Quick answer: A roadmap tool helps if you want to share plans with players or organize direction; a public roadmap builds player trust and gathers feedback, though a solo dev keeping plans private may use a list.
A roadmap tool turns your plans into something you can share and track. Here is whether you need one.
The Internal Use: Organize Your Direction
A roadmap tool helps internally by turning scattered plans into a clear view of your direction: what you are building, in what order, roughly when. Even a simple roadmap keeps your development focused on a coherent path rather than reacting to whatever is in front of you, which is valuable however small your team.

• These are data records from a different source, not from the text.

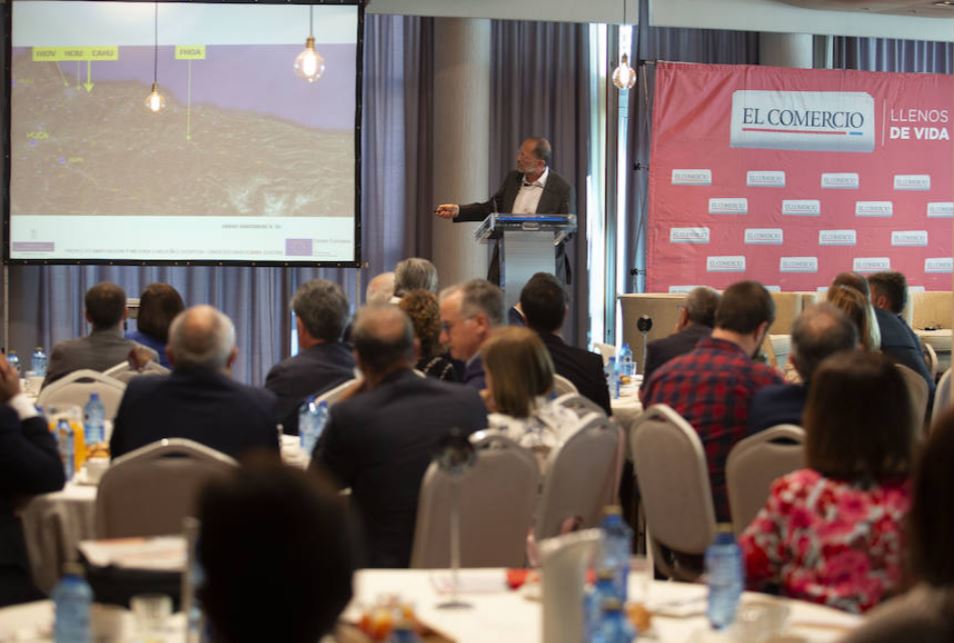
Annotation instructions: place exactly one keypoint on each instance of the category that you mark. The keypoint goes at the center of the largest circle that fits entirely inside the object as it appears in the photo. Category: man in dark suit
(469, 314)
(533, 188)
(381, 441)
(29, 464)
(889, 295)
(105, 346)
(696, 319)
(819, 332)
(544, 304)
(199, 400)
(324, 361)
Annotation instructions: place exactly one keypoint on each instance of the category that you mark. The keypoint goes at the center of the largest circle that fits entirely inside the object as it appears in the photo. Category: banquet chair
(124, 372)
(149, 491)
(673, 480)
(496, 506)
(582, 477)
(562, 386)
(76, 388)
(918, 390)
(754, 463)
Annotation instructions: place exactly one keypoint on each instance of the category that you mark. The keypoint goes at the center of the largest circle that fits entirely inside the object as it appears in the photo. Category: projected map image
(239, 136)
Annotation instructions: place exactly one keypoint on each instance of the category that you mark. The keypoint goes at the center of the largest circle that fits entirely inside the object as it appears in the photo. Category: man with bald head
(380, 441)
(199, 400)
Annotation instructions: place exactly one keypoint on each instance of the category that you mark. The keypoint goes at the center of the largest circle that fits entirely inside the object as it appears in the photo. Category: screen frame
(6, 113)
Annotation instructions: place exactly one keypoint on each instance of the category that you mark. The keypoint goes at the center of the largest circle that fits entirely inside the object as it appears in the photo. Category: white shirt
(528, 198)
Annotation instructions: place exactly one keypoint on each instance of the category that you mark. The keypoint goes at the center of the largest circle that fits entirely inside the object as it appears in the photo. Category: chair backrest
(496, 499)
(582, 477)
(755, 462)
(562, 386)
(942, 396)
(673, 479)
(148, 492)
(76, 388)
(918, 390)
(124, 372)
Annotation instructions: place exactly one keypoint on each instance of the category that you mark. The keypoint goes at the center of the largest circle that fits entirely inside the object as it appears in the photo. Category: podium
(526, 245)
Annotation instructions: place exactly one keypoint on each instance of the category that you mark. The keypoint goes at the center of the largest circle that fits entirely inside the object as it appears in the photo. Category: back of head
(414, 274)
(744, 306)
(858, 419)
(380, 289)
(819, 332)
(383, 338)
(322, 307)
(701, 305)
(425, 314)
(201, 338)
(543, 301)
(480, 297)
(158, 305)
(274, 541)
(519, 369)
(105, 305)
(893, 286)
(931, 521)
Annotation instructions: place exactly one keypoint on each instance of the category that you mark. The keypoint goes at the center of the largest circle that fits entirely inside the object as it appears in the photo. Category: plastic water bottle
(725, 577)
(38, 362)
(617, 546)
(94, 420)
(72, 598)
(64, 440)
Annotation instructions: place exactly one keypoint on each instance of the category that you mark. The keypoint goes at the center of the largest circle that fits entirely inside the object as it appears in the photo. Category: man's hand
(9, 381)
(447, 210)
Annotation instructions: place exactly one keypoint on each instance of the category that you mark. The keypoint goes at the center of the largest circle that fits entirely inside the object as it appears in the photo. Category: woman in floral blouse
(832, 533)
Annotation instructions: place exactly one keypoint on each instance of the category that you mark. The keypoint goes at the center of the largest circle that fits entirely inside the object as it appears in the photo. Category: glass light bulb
(309, 64)
(624, 76)
(155, 101)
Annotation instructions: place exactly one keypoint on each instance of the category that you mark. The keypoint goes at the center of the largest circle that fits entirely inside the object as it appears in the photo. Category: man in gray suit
(105, 346)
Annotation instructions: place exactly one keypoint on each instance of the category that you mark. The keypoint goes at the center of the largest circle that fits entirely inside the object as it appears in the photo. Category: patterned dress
(828, 541)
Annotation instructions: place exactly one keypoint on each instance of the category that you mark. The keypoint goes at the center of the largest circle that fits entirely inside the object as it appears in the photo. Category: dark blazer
(777, 404)
(312, 371)
(583, 368)
(660, 351)
(554, 200)
(901, 343)
(381, 442)
(29, 464)
(204, 406)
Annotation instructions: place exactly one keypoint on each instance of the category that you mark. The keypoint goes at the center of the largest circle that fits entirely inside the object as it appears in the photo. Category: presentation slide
(245, 162)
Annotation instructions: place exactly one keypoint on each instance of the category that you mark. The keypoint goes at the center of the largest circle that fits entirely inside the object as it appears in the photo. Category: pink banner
(790, 176)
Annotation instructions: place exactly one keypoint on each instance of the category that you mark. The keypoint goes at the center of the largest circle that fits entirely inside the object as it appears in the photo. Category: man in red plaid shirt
(712, 386)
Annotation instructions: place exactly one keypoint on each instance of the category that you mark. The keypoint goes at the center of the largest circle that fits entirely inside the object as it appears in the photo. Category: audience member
(414, 274)
(889, 294)
(105, 346)
(380, 442)
(274, 540)
(519, 375)
(832, 533)
(425, 313)
(323, 360)
(199, 400)
(543, 303)
(712, 386)
(820, 331)
(695, 322)
(855, 306)
(29, 464)
(158, 306)
(926, 613)
(469, 313)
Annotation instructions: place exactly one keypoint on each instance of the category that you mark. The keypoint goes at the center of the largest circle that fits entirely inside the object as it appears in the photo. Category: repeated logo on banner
(790, 176)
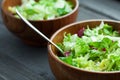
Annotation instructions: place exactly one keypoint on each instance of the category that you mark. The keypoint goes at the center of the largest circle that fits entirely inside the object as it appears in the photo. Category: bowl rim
(76, 7)
(50, 52)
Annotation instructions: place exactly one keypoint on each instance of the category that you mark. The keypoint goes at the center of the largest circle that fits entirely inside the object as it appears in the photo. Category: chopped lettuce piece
(96, 49)
(43, 9)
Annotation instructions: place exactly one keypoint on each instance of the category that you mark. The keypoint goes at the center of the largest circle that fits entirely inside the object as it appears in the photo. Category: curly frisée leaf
(96, 49)
(43, 9)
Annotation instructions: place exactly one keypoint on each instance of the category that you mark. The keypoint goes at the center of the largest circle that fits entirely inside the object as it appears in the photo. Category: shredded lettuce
(42, 9)
(98, 49)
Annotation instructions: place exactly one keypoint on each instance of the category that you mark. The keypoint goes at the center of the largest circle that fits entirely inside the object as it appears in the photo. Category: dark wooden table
(19, 61)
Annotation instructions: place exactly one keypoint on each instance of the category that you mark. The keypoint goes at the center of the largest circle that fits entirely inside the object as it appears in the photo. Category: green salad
(96, 49)
(42, 9)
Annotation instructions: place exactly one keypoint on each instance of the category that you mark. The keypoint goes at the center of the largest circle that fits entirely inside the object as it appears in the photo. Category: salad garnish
(94, 49)
(42, 9)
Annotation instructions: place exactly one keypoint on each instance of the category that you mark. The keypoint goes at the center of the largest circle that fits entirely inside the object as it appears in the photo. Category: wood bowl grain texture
(47, 27)
(63, 71)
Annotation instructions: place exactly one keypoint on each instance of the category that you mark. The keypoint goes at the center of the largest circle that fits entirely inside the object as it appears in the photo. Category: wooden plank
(13, 70)
(33, 58)
(109, 8)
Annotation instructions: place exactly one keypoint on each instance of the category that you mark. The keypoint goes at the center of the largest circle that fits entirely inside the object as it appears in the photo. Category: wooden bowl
(47, 27)
(63, 71)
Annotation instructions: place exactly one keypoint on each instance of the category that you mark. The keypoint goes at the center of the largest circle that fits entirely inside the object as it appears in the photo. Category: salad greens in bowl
(91, 51)
(43, 9)
(46, 15)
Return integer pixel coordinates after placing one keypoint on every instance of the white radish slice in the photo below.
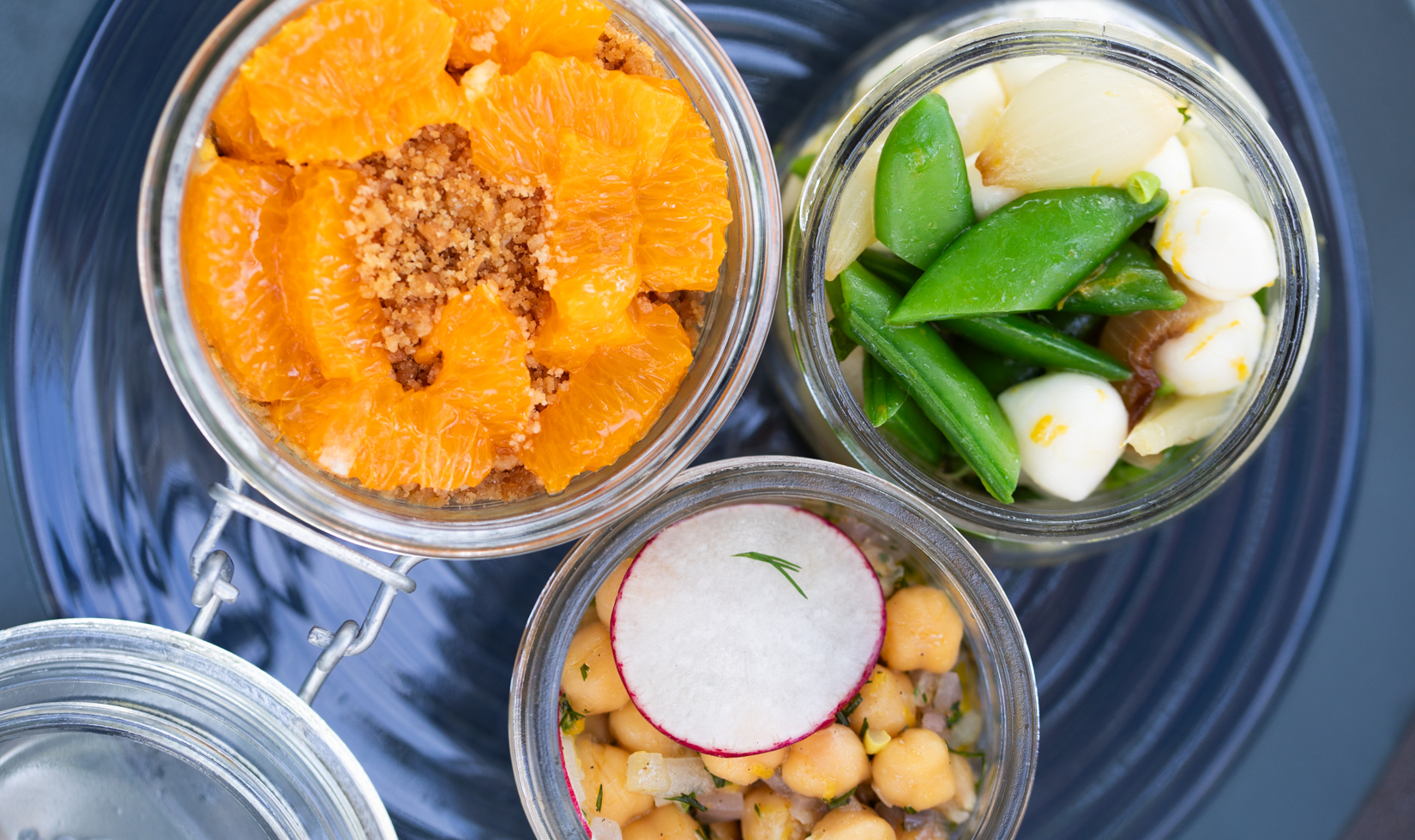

Bugnet's roadmap relates to this directly: it offers a roadmap feature so you can organize and (if you choose) share your direction, keeping your planned work visible alongside the bug and crash data that often informs what should be on the roadmap.
The Public Use: Build Trust and Gather Feedback
A public roadmap, sharing your plans with players, builds trust (players see the game has a future and you are listening) and gathers feedback (players react to and vote on what is coming, guiding your priorities). For a live game with an engaged community, a public roadmap is a strong communication and engagement tool.
Bugnet provides a public roadmap feature for exactly this: you can share your planned work with players in a public view, building the trust and gathering the feedback a public roadmap offers, integrated with the same system that tracks your bugs and powers your public tracker and changelog.
Matching the Tool to Your Goal
Whether you need a dedicated roadmap tool depends on your goal: if you just want to organize private plans, a simple list suffices; if you want to share publicly, build trust, and gather feedback, a roadmap tool that supports a public view earns its place. Match the tool to whether you are organizing internally or communicating externally.
Bugnet covers both goals: it can hold your roadmap internally and publish it as a public roadmap when you want to communicate with players, so the same tool serves whether your need is internal organization or external trust-building, scaling with your goal rather than forcing one mode.
A roadmap tool helps if you want to share plans with players or organize your direction; a public roadmap builds trust and gathers feedback, and Bugnet provides one alongside your tracker and changelog.